Finding a fun activity for our small, 2-4 member, youth group is often a challenge. Most games designed for youth start to gain momentum at 5 with a sweet spot nearing 20 participants.
My search for this week’s activity returned a post from seedbed.com entitled “Top 20 Youth Group Games”. This list of games offered a wide variety of options, many of which could be used outdoors. Most of the games were designed for the medium to large youth group but there were a few that could be quickly adapted for small groups. For our April 30th activity, I chose “Lifesize Clue”.
Lifesize Clue can be best described as a cross between a scavenger hunt and flashlight tag. From Seedbed:
The youth group gathers in the evening when the church is dark.
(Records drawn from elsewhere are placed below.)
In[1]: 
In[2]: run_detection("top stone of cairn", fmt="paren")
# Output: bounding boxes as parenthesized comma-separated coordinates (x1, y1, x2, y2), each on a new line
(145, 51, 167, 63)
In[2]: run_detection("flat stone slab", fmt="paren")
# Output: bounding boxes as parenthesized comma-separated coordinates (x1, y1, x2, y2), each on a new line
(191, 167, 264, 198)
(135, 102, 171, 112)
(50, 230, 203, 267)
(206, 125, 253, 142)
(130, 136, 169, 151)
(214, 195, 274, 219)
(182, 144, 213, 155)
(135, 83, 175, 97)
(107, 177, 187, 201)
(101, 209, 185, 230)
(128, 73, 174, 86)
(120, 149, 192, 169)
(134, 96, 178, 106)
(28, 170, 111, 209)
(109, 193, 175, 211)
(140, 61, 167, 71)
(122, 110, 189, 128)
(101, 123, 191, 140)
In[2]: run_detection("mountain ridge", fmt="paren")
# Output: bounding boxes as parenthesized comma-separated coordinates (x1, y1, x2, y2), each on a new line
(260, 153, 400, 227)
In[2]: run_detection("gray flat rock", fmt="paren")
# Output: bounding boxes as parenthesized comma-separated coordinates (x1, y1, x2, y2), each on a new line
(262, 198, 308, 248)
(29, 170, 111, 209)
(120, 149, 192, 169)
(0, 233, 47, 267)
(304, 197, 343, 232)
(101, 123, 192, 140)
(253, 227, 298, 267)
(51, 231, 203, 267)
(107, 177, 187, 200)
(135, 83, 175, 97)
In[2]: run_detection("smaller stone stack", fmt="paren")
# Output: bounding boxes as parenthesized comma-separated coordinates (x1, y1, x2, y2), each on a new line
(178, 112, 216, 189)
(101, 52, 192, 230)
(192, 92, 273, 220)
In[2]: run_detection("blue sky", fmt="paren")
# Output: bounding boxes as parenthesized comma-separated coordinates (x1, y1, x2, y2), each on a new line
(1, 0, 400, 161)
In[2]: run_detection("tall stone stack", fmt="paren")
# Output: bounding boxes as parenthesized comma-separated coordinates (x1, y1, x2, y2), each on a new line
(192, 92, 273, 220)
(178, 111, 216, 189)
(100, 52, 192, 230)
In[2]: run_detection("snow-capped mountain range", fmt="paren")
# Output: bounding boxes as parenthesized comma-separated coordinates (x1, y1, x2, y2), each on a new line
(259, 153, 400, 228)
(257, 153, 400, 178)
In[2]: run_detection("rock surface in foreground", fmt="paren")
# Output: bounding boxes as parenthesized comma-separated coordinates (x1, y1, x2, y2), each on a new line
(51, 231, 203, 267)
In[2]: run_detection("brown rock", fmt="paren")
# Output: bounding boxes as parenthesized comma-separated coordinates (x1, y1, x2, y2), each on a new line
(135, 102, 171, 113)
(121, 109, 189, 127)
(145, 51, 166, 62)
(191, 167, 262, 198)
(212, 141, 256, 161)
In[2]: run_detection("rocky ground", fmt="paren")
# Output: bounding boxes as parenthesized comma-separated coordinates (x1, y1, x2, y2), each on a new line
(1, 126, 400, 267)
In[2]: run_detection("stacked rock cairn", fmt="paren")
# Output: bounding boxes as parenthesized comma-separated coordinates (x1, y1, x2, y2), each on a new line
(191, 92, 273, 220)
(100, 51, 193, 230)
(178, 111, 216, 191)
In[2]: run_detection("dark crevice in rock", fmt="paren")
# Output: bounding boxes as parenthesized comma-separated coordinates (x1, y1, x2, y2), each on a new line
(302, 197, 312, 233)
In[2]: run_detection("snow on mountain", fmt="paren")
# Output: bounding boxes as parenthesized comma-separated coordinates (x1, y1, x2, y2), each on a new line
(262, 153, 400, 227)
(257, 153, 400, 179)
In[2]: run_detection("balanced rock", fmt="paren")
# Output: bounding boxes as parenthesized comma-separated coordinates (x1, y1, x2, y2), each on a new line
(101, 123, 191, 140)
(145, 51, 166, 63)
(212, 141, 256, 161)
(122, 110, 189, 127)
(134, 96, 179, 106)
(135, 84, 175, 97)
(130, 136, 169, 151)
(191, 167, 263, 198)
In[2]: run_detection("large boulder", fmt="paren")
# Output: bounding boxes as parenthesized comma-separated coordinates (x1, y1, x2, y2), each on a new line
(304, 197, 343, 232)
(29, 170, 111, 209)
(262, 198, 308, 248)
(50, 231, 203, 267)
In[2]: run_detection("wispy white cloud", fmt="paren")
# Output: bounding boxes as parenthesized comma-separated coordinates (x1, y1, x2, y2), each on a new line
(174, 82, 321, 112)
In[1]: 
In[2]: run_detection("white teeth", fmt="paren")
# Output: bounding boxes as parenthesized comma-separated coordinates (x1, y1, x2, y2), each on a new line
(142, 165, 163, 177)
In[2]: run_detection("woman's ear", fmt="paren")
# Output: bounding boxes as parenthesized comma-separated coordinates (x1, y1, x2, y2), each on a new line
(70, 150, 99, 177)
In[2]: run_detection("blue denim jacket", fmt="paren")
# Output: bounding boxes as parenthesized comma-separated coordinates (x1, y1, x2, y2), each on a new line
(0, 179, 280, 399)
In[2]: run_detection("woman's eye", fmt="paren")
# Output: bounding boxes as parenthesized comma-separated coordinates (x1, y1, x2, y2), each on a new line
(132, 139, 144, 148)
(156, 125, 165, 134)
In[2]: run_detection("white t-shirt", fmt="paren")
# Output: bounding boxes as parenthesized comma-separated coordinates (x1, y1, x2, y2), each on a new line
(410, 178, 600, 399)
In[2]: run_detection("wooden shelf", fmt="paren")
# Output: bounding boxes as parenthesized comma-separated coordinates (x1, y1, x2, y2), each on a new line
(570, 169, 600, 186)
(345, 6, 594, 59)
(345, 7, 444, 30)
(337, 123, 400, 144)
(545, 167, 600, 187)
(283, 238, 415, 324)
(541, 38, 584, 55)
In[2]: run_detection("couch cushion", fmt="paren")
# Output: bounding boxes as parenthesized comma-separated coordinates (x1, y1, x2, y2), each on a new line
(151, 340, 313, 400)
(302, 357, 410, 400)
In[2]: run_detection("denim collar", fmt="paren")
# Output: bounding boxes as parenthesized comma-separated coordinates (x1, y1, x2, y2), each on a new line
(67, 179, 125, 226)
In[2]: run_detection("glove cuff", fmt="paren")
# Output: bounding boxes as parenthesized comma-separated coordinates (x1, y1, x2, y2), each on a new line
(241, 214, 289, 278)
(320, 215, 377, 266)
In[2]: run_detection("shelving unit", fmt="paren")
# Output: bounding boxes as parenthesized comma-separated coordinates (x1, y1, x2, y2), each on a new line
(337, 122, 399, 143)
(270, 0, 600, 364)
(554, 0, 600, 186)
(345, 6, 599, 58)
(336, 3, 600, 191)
They congregate in one lit room and one person goes to hide a large doll (any stuffed animal will work). That person also hides a “murder” weapon (hint: use goofy items to keep it light such as a spatula or telephone), then comes back and releases people out of the room one at a time. One random person will be given a flashlight and they are the “killer.” Players walk around and have to find the weapon and victim (doll). Players also need to know who the “killer” is without getting caught. Players are caught when the “killer” flashes the light at you. If the “killer” catches a player, they are out and have to go sit in the main room.
Our adaptation of this activity featured our beloved Rose The Red Prayer Pig being turned into sausage, by the butcher, who used a plunger and Thor-like hammer. The group had to go and gather evidence by documenting where they found the victim, plunger, hammer, and the identity of the butcher. Evidence collection was limited to areas of the church not hosting Children’s or Adult activities. The first one back with the correct evidence would win one Dove Chocolate Mini.
The result of this activity was that one of the youth spotted me putting on a jacket and mask, so ID’ing the butcher, without getting caught, was not a challenge. They worked together to share locations of the bits of evidence. This led to a footrace back to be the first to submit their findings.
My real test of an activity is usually the groups level of participation and the direct feedback that teens are known to give. Our theme for the week was “Do Unto Others”. So, it turned out to be a good thing that they ignored the individualistic nature of the activity to help each other achieve the goal. As for the feedback, I was greeted with, “Why don’t we do stuff like this all the time.”.
The conclusion is that this one is a keeper. It was able to hold their attention plus had the unintended consequence of team building. The only thing I will change for next time is the time of year for late Fall and Winter. The instructions say that “evening when the church is dark” for a reason. As for seedbed.com’s Top 20 list, I will definitely be using more of their activities in the future.